A tisane is a botanical infusion: you pour over or steep something that does not come from the tea plant. So no tea leaves from Camellia sinensis, but for example flowers, leaves, roots, seeds, or peels. The word is French for an herbal infusion—refined, botanical, with history.

Remember this

  • Tea = leaves of Camellia sinensis (green, black, white, oolong, puer).
  • Tisane = everything around it: botanicals you drink as an infusion.
  • In everyday language this is often called “herbal tea”, but technically it is not tea.

Why the difference is helpful

Not to be strict with words, but to make expectations line up. Tea behaves differently than botanicals: different bitter compounds, different steeping time, and usually a different rhythm in your day as well.

Tea or tisane: the same action, a different plant

From the outside it looks the same: hot water, a pot, a short wait. The difference is in the raw material. The tea plant provides leaves with their own structure; a tisane draws on the broad botanical world.

Tea: Camellia sinensis

  • Varieties: green, black, white, oolong, puer.
  • Naturally contains caffeine (to varying degrees).
  • Can become bitter quickly with water that’s too hot or a steeping time that’s too long.

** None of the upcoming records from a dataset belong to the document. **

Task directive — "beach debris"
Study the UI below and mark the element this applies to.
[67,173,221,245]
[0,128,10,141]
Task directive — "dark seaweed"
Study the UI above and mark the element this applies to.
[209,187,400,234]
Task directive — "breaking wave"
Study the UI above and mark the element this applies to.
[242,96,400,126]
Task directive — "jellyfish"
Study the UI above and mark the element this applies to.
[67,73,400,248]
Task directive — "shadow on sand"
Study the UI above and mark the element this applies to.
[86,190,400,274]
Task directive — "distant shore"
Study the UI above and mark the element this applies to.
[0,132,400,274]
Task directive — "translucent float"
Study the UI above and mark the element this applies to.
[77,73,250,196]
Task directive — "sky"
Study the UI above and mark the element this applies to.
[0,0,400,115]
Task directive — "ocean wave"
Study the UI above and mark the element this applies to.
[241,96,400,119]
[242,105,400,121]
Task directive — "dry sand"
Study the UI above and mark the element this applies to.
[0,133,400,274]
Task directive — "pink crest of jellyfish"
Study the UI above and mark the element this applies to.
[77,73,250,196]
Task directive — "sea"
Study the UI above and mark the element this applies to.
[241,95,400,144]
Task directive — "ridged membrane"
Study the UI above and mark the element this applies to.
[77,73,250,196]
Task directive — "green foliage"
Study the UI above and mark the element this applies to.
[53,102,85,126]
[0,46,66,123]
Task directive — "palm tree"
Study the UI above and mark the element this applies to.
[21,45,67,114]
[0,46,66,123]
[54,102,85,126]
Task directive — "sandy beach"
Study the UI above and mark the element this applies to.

Tisane: botanical infusion

  • Made from flowers, herbs, seeds, roots, or peels.
  • Generally caffeine-free.
  • Often more forgiving and rounder with longer steeping.

Quick label check

Do you see Camellia sinensis or “green/black tea”? Then you’re drinking tea. Do you see only botanicals such as chamomile, mint or rooibos? Then it’s a tisane.

What a tisane can be made from

The beauty of a tisane is the freedom: you’re not working with one leaf, but with parts of a plant that each bring something different—aroma, roundness, depth.

Botanicals in practice

Flowers

Aroma and softness — such as linden blossom, lavender and rose petals.

Leaves

Fresh and green — such as lemon balm, nettle leaf.

Seeds

Body and spiciness — such as fennel seed, coriander seed.

Roots & bark

Depth and earthiness — such as ginger or chicory root.

Infusion or decoction?

Most tisanes are prepared as an infusion. With harder parts (root, bark, seed), a decoction — gently steeping or simmering — can add more depth. In Cooling or warming? you’ll see both methods.

Frequently asked questions

Is rooibos tea?

No. Rooibos is a tisane: it does not come from Camellia sinensis and is naturally caffeine-free.

Is chai tea or tisane?

That depends on the base. With black tea it’s tea; without tea leaf it’s a spice tisane.

Why does a tisane steep longer?

Many botanicals release their flavor in layers. With extra time you get more body and roundness. That’s exactly why covering and waiting calmly makes such a big difference.

Can I drink a tisane cold?

Absolutely. Brew a bit stronger (a little more botanicals or a slightly longer steep), let it cool, and pour over ice. You keep the flavor, without needing sugar for “body”.